Command: dataset
The flexai dataset
command manages datasets within FlexAI Cloud Services (FCS).
For information on how Datasets are handled by the flexai
CLI, check the Uploading Datasets guide.
dataset delete
Deletes a dataset from FlexAI Cloud Services.
flexai dataset delete <dataset_name>
dataset inspect
Returns detailed information about a dataset: its inception time, metadata, status, file content list, and more. It outputs the information in YAML format by default.

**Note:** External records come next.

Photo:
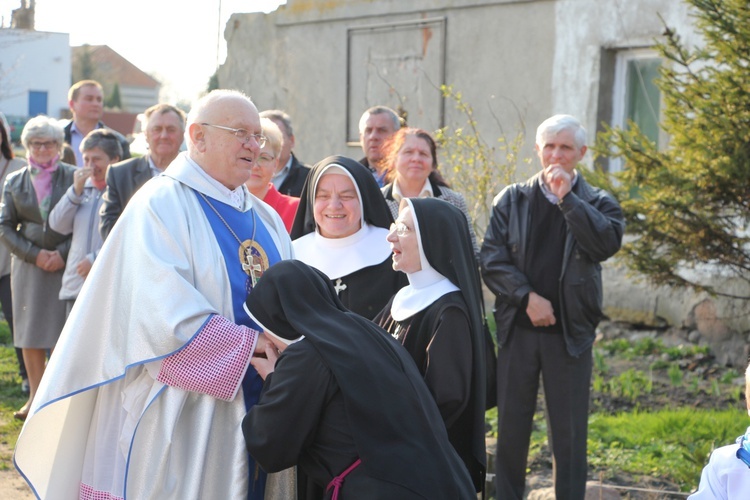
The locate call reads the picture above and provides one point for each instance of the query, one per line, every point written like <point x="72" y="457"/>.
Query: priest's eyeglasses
<point x="241" y="134"/>
<point x="400" y="228"/>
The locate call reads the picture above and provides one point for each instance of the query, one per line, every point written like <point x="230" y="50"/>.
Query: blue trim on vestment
<point x="247" y="226"/>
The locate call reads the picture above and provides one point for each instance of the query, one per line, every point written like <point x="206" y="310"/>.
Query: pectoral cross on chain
<point x="339" y="287"/>
<point x="255" y="271"/>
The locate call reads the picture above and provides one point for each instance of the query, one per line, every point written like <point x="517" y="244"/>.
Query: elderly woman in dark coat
<point x="29" y="195"/>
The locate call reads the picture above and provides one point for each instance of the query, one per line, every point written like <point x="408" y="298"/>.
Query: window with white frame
<point x="635" y="96"/>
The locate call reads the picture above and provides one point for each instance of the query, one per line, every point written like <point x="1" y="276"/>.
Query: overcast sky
<point x="175" y="41"/>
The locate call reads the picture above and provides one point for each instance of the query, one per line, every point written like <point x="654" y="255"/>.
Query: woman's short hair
<point x="105" y="140"/>
<point x="396" y="142"/>
<point x="273" y="135"/>
<point x="6" y="148"/>
<point x="42" y="127"/>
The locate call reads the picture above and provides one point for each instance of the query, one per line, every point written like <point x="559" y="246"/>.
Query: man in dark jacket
<point x="164" y="130"/>
<point x="291" y="174"/>
<point x="541" y="257"/>
<point x="86" y="99"/>
<point x="376" y="126"/>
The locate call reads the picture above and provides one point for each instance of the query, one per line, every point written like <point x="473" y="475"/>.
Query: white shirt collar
<point x="339" y="257"/>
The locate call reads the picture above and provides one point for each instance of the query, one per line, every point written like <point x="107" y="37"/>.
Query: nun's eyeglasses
<point x="400" y="228"/>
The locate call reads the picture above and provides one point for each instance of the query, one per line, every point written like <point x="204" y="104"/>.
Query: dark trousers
<point x="6" y="302"/>
<point x="567" y="380"/>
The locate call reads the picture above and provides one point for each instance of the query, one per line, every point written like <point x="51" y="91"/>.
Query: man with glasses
<point x="86" y="101"/>
<point x="164" y="131"/>
<point x="151" y="377"/>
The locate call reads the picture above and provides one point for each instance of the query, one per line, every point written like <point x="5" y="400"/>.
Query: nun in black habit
<point x="438" y="318"/>
<point x="340" y="229"/>
<point x="344" y="399"/>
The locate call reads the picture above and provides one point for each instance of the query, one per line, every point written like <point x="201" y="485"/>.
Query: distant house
<point x="34" y="73"/>
<point x="137" y="90"/>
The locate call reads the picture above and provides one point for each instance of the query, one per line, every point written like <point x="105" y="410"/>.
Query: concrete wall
<point x="516" y="62"/>
<point x="33" y="61"/>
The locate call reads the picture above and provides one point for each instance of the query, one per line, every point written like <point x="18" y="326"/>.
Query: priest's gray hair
<point x="194" y="116"/>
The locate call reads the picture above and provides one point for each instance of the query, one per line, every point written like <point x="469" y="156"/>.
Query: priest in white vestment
<point x="145" y="393"/>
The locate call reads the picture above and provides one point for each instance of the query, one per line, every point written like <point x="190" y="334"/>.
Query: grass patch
<point x="671" y="444"/>
<point x="11" y="398"/>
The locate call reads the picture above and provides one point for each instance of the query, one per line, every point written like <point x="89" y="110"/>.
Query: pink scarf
<point x="41" y="178"/>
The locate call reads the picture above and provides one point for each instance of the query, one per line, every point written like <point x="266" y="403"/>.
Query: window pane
<point x="643" y="96"/>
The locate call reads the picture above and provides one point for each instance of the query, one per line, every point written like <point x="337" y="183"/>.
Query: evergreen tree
<point x="687" y="206"/>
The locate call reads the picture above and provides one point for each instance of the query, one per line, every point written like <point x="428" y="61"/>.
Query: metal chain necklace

flexai dataset inspect <dataset_name> [--json]
Flags
Flag | Type | Optional / Required | Definition | Example |
---|---|---|---|---|
--json | Flag | Optional | Output the information in JSON format | --json |
Details on the returned information
Returned information
Field | Description | Data Type |
---|---|---|
kind | The type of resource | String |
metadata | Metadata about the dataset | Object |
metadata.name | The name of the dataset | String |
metadata.id | The unique identifier of the dataset | String (UUID) |
metadata.creatorUserID | The user ID of the dataset creator | String (UUID) |
metadata.ownerOrgID | The organization ID that owns the dataset | String (UUID) |
spec | Dataset contents details | Object |
spec.fromLocalFiles | A list of files included in the dataset | String List |
spec.storageProvider | The name of the Remote Storage Provider connection | String |
spec.sourcePath | The path to the bucket and file or directory on the Remote Storage Provider connection | String |
status | Status information of the dataset | Object |
status.status | The current status of the dataset | String |
status.storageProviderID | The ID of the Remote Storage Provider connection used to upload the dataset | String (UUID) |
status.size | The total size of the dataset | String (File Size) |
status.files | A list of files with their paths and sizes | Object List |
status.files.path | The path of the file within the dataset | String (File Path) |
status.files.size | The size of the file | String (File Size) |
status.createdAt | The timestamp when the dataset was created | String (ISO 8601) |
status.updatedAt | The timestamp when the dataset was last updated | String (ISO 8601) |
Example
kind: Dataset
metadata:
name: nanoGPT-dataset
id: 862f794f-a4a0-4c94-8792-21ab324d2ee9
creatorUserID: bd67af19-4c94-4a57-832e-a1dc042f48be
ownerOrgID: 270a5476-4c94-442f-8a13-852efabb5b94
spec:
files:
- train.bin
- val.bin
storageProvider: ""
sourcePath: ""
status:
status: available
size: 2.13 MB
files:
- path: shakespeare_char/train.bin
size: 1.91 MB
- path: shakespeare_char/val.bin
size: 217.85 KB
createdAt: "2024-10-10T11:24:01.244403Z"
updatedAt: "2024-10-10T11:24:01.341233Z"
dataset list
Lists all the available datasets.
flexai dataset list
Example
flexai dataset list
NAME | FILES COUNT | TOTAL SIZE | STATUS | AGE
-----------------------------+-------------+------------+-----------+------
wikitext-2-raw-v1 | 1 | 63.21 MB | available | 2d
nanoGPT-dataset | 2 | 2.13 MB | available | 18h
train_media_2025-01 | 2059 | 443 GB | available | 2h
dataset push
Pushes a new dataset to a FlexAI Cloud Services. Multiple files can be uploaded at once by using multiple instances of the --file
flag, or by pointing the --file
flag to a directory containing dataset files.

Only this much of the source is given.